É-nos dito e repetido que o tempo bem aproveitado é um
contínuo, tendencialmente ininterrupto, que devemos esticar e levar ao
limite. A maioria de nós vive nessa linha de fronteira, em esforçada e
insatisfeita cadência, a desejar, no fundo, que a vida seja o que ela
não é: que as horas do dia sejam mais e maiores, que a noite não
adormeça nunca, que os fins de semana cheguem para salvar-nos a face
diante de tudo o que fica adiado.
Quantas vezes damos por nós a concordar automaticamente
com o lugar comum: “precisava que o dia tivesse quarenta e oito horas”

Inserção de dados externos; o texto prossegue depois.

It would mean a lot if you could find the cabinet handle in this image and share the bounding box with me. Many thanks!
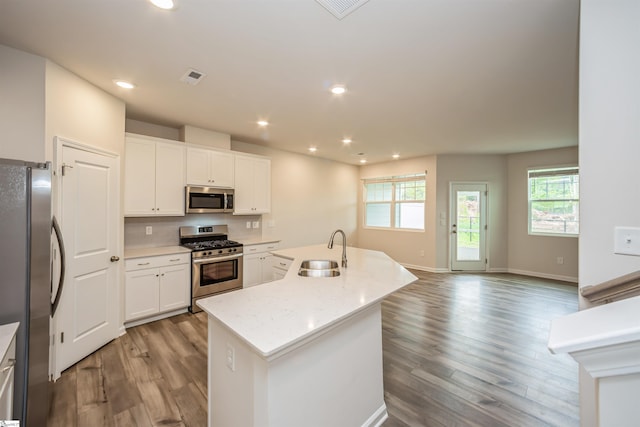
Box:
[0,359,16,374]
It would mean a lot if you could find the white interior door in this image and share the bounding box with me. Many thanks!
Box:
[451,183,487,271]
[54,140,120,377]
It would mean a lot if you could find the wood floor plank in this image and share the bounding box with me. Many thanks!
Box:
[49,271,579,427]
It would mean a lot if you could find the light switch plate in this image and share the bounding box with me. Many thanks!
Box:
[613,227,640,256]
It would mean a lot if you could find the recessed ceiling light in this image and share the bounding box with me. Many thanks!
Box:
[113,80,136,89]
[331,85,347,95]
[149,0,175,10]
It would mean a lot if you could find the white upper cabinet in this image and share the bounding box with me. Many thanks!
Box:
[233,154,271,215]
[187,147,234,188]
[124,135,185,216]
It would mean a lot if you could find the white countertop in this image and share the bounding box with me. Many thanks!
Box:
[124,246,191,259]
[0,322,20,360]
[197,245,417,358]
[548,296,640,353]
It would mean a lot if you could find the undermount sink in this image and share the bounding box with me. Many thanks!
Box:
[298,259,340,277]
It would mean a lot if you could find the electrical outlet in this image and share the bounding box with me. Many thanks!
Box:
[227,343,236,372]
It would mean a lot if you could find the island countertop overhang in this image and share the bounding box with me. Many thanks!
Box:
[198,245,417,359]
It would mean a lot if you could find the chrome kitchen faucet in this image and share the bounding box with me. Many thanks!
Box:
[327,229,347,268]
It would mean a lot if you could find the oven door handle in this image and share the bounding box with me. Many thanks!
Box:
[193,254,242,264]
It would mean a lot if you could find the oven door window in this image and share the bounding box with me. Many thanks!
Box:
[200,259,238,287]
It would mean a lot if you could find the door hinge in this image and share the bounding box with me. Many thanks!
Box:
[62,163,73,176]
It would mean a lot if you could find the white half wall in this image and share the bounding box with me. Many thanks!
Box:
[579,0,640,427]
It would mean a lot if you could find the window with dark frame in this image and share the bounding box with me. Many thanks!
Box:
[528,167,580,236]
[364,174,426,231]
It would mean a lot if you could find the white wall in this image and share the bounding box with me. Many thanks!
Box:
[579,0,640,426]
[0,45,45,162]
[357,156,437,271]
[45,61,125,159]
[125,119,180,141]
[231,140,358,248]
[507,147,584,283]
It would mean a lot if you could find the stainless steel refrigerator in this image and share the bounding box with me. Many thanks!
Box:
[0,159,60,426]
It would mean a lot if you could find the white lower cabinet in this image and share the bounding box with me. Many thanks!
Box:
[271,255,293,280]
[125,253,191,322]
[242,242,278,288]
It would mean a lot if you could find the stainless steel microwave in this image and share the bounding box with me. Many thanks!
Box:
[185,186,233,213]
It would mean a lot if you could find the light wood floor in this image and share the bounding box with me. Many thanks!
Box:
[48,271,579,427]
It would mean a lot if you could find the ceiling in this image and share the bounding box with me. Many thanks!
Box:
[0,0,579,164]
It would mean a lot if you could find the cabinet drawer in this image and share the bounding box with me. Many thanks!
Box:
[125,253,191,271]
[242,242,278,254]
[273,256,293,271]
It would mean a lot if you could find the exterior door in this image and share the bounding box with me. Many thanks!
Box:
[54,139,120,377]
[451,183,487,271]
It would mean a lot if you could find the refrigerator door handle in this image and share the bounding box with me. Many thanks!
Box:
[51,216,66,317]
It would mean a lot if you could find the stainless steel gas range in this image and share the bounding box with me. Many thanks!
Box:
[180,225,242,313]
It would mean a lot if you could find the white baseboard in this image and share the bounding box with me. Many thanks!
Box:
[400,263,578,283]
[362,402,389,427]
[507,268,578,283]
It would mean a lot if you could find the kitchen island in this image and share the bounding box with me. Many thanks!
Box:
[198,245,417,427]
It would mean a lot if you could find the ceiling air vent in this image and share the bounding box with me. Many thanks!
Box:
[316,0,369,19]
[180,68,206,85]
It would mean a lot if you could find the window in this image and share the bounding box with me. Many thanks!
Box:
[529,167,580,236]
[364,174,425,230]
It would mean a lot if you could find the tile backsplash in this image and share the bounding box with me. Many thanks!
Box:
[124,214,264,248]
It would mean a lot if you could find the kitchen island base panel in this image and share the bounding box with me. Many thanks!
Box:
[208,303,387,427]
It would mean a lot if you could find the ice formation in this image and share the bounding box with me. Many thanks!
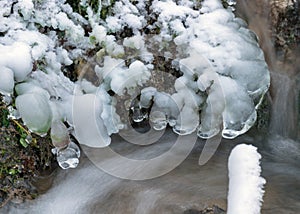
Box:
[227,144,266,214]
[0,0,270,165]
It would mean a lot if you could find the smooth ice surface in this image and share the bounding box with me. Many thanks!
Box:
[227,144,266,214]
[56,141,80,169]
[0,0,270,169]
[73,94,111,148]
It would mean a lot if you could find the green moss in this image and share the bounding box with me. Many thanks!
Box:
[0,96,55,208]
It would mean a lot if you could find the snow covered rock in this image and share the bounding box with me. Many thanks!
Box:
[227,144,266,214]
[16,93,52,136]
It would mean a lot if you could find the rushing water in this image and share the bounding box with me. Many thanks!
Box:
[0,1,300,214]
[3,130,300,214]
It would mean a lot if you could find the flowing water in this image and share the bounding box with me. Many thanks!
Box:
[0,1,300,214]
[3,130,300,214]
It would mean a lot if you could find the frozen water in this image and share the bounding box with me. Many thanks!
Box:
[50,120,70,148]
[0,42,32,82]
[16,94,52,135]
[0,67,15,94]
[227,144,266,214]
[150,111,168,131]
[56,141,80,169]
[0,0,270,168]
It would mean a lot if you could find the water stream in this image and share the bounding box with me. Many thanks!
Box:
[0,1,300,214]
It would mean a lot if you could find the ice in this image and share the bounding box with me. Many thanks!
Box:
[0,66,15,94]
[220,76,256,139]
[0,42,32,82]
[16,0,34,20]
[140,87,156,108]
[150,111,168,131]
[56,141,80,169]
[0,0,270,171]
[109,60,151,95]
[16,93,52,135]
[72,94,111,148]
[50,119,70,148]
[227,144,266,214]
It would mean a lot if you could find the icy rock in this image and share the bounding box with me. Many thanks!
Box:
[0,42,32,82]
[56,141,80,169]
[0,67,15,94]
[220,76,256,139]
[227,144,266,214]
[16,94,52,135]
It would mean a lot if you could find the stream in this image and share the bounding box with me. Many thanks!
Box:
[0,1,300,214]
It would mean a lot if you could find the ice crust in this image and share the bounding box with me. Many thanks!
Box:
[0,0,270,159]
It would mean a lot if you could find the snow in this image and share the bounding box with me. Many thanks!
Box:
[0,42,32,82]
[0,67,15,94]
[227,144,266,214]
[0,0,270,167]
[16,93,52,136]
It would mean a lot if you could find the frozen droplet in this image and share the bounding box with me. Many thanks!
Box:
[50,120,70,148]
[168,118,177,127]
[25,134,32,144]
[197,125,220,139]
[54,141,80,169]
[7,106,21,120]
[150,111,168,131]
[131,107,148,123]
[227,0,236,6]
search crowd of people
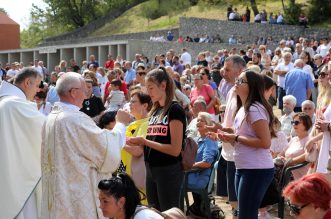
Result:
[0,34,331,219]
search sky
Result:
[0,0,45,30]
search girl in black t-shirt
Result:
[127,67,186,211]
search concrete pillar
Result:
[74,47,86,66]
[117,44,127,60]
[86,46,100,64]
[47,49,61,72]
[60,48,74,61]
[20,51,33,66]
[0,53,9,64]
[109,45,118,59]
[8,52,21,63]
[98,46,109,66]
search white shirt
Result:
[7,69,18,78]
[316,44,331,58]
[302,65,315,81]
[275,62,294,89]
[180,52,192,65]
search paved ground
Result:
[188,193,292,219]
[188,107,292,219]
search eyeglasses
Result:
[318,72,327,78]
[235,78,248,85]
[286,201,309,215]
[130,100,138,104]
[291,120,301,125]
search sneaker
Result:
[258,211,274,219]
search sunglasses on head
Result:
[318,72,327,78]
[286,201,309,215]
[291,120,301,125]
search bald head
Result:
[56,72,84,97]
[14,68,42,100]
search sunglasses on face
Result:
[137,71,146,76]
[318,72,327,78]
[286,201,309,215]
[291,120,301,125]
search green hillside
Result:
[91,0,331,36]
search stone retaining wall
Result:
[39,28,179,47]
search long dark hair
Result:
[146,67,175,119]
[236,70,276,137]
[98,173,143,219]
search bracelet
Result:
[234,135,239,142]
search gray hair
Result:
[225,55,246,69]
[283,95,297,107]
[193,96,207,110]
[198,112,213,125]
[55,72,84,96]
[301,100,315,109]
[14,67,42,85]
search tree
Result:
[308,0,331,23]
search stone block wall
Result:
[136,40,246,62]
[39,28,179,47]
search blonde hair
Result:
[146,67,175,119]
[317,66,331,109]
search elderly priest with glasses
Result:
[41,73,130,219]
[0,68,45,219]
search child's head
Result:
[98,111,117,130]
[110,79,122,91]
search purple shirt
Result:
[234,103,274,169]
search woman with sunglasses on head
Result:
[199,68,217,95]
[190,74,216,115]
[276,112,312,179]
[127,67,186,211]
[306,66,331,173]
[98,173,163,219]
[121,89,152,204]
[210,70,275,219]
[283,173,331,219]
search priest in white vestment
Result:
[0,68,45,219]
[41,73,130,219]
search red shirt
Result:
[323,209,331,219]
[104,80,128,99]
[105,59,114,70]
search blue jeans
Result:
[235,168,274,219]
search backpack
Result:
[180,135,198,171]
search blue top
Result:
[188,137,218,189]
[124,68,136,84]
[285,68,314,107]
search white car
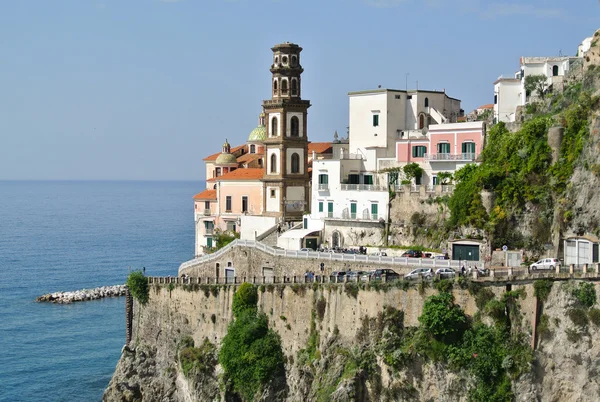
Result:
[435,268,456,278]
[529,258,560,271]
[404,268,433,279]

ou “precisava de meses de quarenta dias”. Desconfio que não seja isso
exatamente o que precisamos. Bastaria, aliás, reparar nos efeitos
colaterais das nossas vidas sobreocupadas, no que fica para trás, no
que deixámos por dizer ou acompanhar.
Sem darmos bem conta, à medida que os picos de
atividade se agigantam, as nossas casas vão-se assemelhando a casas
devolutas, esvaziadas de verdadeira presença; a língua que falamos
torna-se incompreensível como uma língua sem falantes no mundo mais
próximo; e mesmo que habitemos a mesma geografia e as mesmas relações
parece que, de repente, isso deixou de ser para nós uma pátria e
tornou-se uma espécie de terra de ninguém.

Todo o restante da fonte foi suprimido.